EPS (Cents) DPS (Cents) Share Price ($) ROE (%) Required rate (%)
Hub Security Ltd -0.20 0.04 3.25 9.5 7.75
Reliable Security Plus 0.31 0.14 2.90 10.5 9.25
Kiwi Monitoring Ltd 0.16 0.16 12.10 10.25 9.00
Industry Average 0.24 0.18 7.05 10.5 8.75
Last year, Max Security Ltd had an EPS of $0.35, and Peter and Sandy were paid a dividend of $52,500 each. The company also had a return on equity of 18%. Peter and Sandy believe a required rate of return of 14% for the company is appropriate.
1. Calculate the share price of the company assuming the company continues its current growth rate (growth rate should be inferred from the data given) into the infinite period (adjust to 2 decimal places).
2. To verify their calculations, Peter and Sandy have hired Richard Hill, a consultant. Richard was previously an equity analyst, and he has a good understanding of the security Industry. Richard has examined the company’s financial statements as well as those of its competitors. Although Max Security Ltd currently has a technological advantage, Richard’s research indicates that Max Security’s competitors are investigating other methods to improve efficiency. Given this, Richard believes that Max Security’s technological advantage will last for only five years. After that period, the company’s growth is likely to slow down to the industry average, and so the industry average required return will be a more appropriate rate for valuation. Under Richard’s assumptions, what is the estimated share price?
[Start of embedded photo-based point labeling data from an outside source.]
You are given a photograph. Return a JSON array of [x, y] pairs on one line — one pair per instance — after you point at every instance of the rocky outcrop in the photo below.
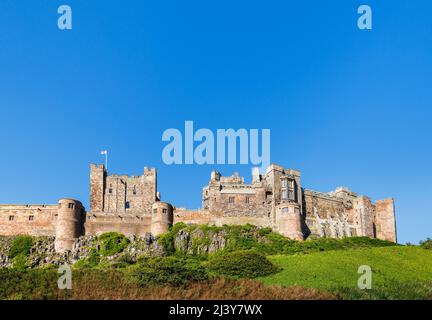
[[188, 240]]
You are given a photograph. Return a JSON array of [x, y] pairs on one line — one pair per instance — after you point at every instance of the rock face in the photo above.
[[188, 241], [43, 253], [197, 242]]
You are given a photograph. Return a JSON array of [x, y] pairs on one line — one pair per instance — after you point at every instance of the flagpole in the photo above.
[[105, 152]]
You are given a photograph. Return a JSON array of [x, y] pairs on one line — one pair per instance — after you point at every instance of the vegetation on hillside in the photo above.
[[426, 244], [263, 240], [242, 264], [114, 285], [196, 259], [398, 272]]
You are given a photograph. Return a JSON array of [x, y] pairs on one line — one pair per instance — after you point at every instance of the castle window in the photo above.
[[288, 190]]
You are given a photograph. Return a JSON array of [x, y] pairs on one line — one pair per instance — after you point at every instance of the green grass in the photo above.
[[395, 270]]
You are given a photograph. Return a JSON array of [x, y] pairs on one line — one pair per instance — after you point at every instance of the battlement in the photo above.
[[131, 205]]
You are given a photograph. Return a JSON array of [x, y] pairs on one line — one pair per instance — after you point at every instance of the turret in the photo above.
[[288, 220], [97, 187], [70, 224], [162, 218]]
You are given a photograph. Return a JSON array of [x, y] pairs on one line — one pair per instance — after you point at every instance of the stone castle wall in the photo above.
[[131, 205], [38, 220]]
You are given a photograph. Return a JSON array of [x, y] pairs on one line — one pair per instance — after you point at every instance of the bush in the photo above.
[[169, 271], [167, 239], [242, 264], [21, 245], [426, 244], [91, 261], [112, 243]]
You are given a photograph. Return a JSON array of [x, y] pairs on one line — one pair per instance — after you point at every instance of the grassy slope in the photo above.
[[337, 269]]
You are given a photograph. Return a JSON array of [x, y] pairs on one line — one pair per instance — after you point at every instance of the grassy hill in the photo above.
[[398, 272]]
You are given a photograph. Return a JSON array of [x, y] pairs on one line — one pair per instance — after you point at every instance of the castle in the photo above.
[[131, 205]]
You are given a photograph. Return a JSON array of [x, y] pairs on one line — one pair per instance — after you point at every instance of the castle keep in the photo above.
[[131, 205]]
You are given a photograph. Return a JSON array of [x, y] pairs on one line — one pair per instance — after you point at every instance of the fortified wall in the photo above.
[[277, 200], [131, 205]]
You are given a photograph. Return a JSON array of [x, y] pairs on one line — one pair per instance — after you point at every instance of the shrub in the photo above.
[[90, 262], [112, 243], [169, 271], [167, 239], [242, 264], [426, 244], [21, 245]]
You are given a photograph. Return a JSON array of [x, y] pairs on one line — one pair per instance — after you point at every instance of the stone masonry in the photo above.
[[131, 205]]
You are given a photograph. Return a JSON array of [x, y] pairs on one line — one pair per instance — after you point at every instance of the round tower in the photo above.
[[70, 224], [162, 218], [288, 220]]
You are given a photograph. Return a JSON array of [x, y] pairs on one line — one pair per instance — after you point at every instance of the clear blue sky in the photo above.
[[346, 107]]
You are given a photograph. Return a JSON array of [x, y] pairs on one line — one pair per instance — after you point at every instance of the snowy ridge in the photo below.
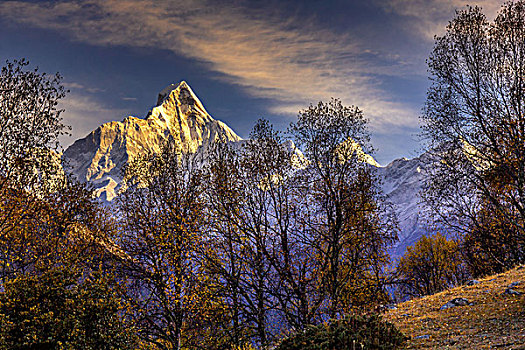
[[402, 183], [100, 157]]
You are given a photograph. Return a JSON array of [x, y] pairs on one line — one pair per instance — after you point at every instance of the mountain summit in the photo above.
[[100, 157]]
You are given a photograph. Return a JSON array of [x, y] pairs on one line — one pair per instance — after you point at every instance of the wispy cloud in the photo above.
[[428, 18], [292, 61], [85, 113]]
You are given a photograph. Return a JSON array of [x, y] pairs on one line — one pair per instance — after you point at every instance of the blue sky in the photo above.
[[244, 59]]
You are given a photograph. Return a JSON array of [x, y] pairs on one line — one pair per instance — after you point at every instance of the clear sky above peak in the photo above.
[[244, 59]]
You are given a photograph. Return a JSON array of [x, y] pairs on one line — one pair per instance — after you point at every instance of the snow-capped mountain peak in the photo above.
[[101, 156]]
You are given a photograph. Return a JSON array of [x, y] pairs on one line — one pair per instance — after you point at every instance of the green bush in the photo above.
[[351, 332]]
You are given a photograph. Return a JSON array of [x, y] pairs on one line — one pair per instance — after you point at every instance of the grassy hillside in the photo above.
[[494, 321]]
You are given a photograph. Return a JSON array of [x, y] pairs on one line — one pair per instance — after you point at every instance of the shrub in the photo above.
[[433, 264], [351, 332]]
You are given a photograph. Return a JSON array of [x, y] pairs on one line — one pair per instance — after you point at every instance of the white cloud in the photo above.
[[291, 61]]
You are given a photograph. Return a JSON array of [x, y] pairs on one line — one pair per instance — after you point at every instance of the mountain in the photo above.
[[100, 157]]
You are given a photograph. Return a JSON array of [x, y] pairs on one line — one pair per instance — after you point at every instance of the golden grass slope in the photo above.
[[495, 321]]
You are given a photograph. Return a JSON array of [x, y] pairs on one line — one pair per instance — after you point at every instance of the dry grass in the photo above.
[[495, 321]]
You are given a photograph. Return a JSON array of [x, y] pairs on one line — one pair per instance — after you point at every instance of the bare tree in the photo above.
[[346, 219]]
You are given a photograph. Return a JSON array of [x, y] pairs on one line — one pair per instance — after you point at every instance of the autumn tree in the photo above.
[[344, 212], [30, 125], [475, 126], [162, 232], [433, 264], [241, 212], [58, 309]]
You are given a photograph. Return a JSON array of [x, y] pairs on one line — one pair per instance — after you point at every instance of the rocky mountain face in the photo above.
[[101, 156], [402, 182]]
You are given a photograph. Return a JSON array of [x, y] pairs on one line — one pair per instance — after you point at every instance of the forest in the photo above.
[[277, 242]]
3. What is the current industry average price-earnings ratio (PER)? Using Richard’s estimation in part (2) above, calculate Max Security’s price-earnings ratio. Comment on FOUR differences in PERs and explain why these differences may exist?
Price – earnings ratio is the price the market places on 1$ of a firm’s earnings.
4. After discussion with Richard, Peter and Sandy agree that they would like to increase the value of the company’s equity. Like many business owners, they want to retain control of the company and do not want to sell shares to outside investors. They also feel that the company’s debt is at a manageable level and do not want to borrow more money. What steps can they take to increase the share price? – justify each of your suggestions.